John Joseph Haley III (October 25, 1933 – April 21, 2001), known as Jack Haley Jr., was an American director, producer and writer, and a two-time recipient of the Emmy Award. His credits include directing the 1974 compilation film That's Entertainment!. 

He was the second husband of Liza Minnelli, daughter of Judy Garland, who had starred with his father in The Wizard of Oz.

Early life
Haley was born on October 25, 1933 in Los Angeles, the son of actor/comedian Jack Haley and his wife Florence.

Career
As a producer, Haley was responsible for compilations and documentaries about film history, including Hollywood and the Stars (1963-1964), That's Entertainment! (1974), That's Dancing! (1985) and The Wonderful Wizard of Oz: 50 Years of Magic, narrated by Angela Lansbury. Haley's other credits include producer and executive producer of Academy Awards presentation shows. He directed the 1970 film Norwood and the 1971 film The Love Machine.

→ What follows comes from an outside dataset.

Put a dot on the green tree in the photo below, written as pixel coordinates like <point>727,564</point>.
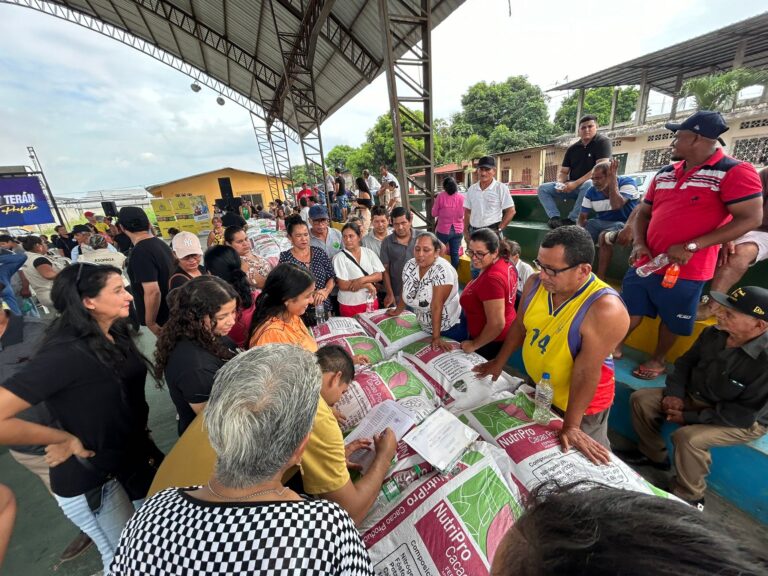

With David Wolper, Haley produced the original run of Biography from 1961 to 1962.

Death
Haley developed respiratory failure and died on April 21, 2001 in Santa Monica, California. He is buried in Culver City's Holy Cross Cemetery.

Awards and honors

Peabody Award

Primetime Emmy Awards

Directors Guild of America

NAACP Image Awards

Monte-Carlo Television Festival

Venice Film Festival

Western Heritage Awards

Western Writers of America

References

External links
 

1933 births
2001 deaths
20th-century American male writers
American film directors
American film historians
American male non-fiction writers
Burials at Holy Cross Cemetery, Culver City
Emmy Award winners
WFUV people
Historians from New York (state)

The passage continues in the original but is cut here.